Pupils in rural schools trained in ICT
Mr. Paul Apanga, the Northern Regional Director of the Ghana Education Service, has called on parents to give their wards quality education including knowledge in Information Communication Technology (ICT) to ensure a brighter future.
He said ICT had become the driving force for nation building across the globe and that Ghana could not afford to excuse itself from that fundamental development, hence the need to promote ICT education at all levels of the country’s development.
Mr. Apanga made the call in Tamale on Friday during the closing ceremony of ICT training for 27 selected pupils drawn from rural communities of the Northern Region. It was organised by Savannah Signatures, an ICT focus NGO based in Tamale.
The pupils, who had spent a week-long training and mentorship programming, were taken through the basics of ICT, software, PowerPoint and mentorship training.

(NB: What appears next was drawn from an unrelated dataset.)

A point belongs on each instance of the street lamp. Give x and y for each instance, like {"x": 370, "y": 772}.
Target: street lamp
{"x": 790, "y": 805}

Mr. Apanga said the organisation’s goal was in line with the government’s Basic School Computerization Project, which was being implemented nationwide, adding the Northern region had 150 schools benefiting from the project with 3,600 computers distributed to them (the schools).
He said many teachers had also been trained in ICT for further impact on their teaching and advised pupils to take the study it (ICT) very seriously since knowledge in computer cut across diverse fields.

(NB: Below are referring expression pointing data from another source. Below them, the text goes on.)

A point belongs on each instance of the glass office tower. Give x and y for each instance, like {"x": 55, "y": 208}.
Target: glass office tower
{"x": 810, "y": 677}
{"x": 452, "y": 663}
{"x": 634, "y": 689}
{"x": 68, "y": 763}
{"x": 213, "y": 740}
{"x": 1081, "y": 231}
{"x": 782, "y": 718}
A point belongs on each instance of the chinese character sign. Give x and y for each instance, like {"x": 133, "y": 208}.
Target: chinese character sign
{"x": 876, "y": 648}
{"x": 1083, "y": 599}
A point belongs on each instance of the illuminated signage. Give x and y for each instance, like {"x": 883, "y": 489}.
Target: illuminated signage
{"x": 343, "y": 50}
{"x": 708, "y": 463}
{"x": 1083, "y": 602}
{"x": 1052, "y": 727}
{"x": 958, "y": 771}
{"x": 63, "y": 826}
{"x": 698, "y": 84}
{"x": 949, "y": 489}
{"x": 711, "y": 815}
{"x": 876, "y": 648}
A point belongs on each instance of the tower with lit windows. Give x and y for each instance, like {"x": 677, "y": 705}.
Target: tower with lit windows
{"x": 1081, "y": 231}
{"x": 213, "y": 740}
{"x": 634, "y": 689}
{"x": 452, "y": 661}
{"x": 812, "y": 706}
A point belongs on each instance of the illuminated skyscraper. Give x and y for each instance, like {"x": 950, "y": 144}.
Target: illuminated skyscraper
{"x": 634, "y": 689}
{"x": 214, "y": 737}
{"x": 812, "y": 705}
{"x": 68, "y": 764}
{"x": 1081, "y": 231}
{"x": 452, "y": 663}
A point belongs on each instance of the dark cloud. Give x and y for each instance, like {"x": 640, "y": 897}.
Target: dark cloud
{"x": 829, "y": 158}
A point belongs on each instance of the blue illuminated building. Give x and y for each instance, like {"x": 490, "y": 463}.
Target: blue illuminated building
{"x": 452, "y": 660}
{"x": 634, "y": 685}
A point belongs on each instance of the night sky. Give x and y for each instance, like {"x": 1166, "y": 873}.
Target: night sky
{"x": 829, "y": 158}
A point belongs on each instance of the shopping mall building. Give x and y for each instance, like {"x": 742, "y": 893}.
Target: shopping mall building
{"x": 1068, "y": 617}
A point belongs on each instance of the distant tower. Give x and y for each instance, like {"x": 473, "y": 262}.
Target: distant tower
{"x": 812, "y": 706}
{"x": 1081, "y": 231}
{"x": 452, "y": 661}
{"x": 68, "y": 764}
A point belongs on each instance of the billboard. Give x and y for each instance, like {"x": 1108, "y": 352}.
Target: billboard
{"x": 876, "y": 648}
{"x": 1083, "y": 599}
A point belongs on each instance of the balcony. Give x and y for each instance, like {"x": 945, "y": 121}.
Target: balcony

Mr. Abdul Rashid Imoro, Education Officer, Savannah Signatures, said the NGO took the initiative to train females because they were most deprived in ICT, stressing that various researches had proven that males were more competent than females in ICT.
He said ICT had no boundary in the global arena and encouraged the female students to take interest in the study of the course since it was now compulsory in the country’s educational curricula.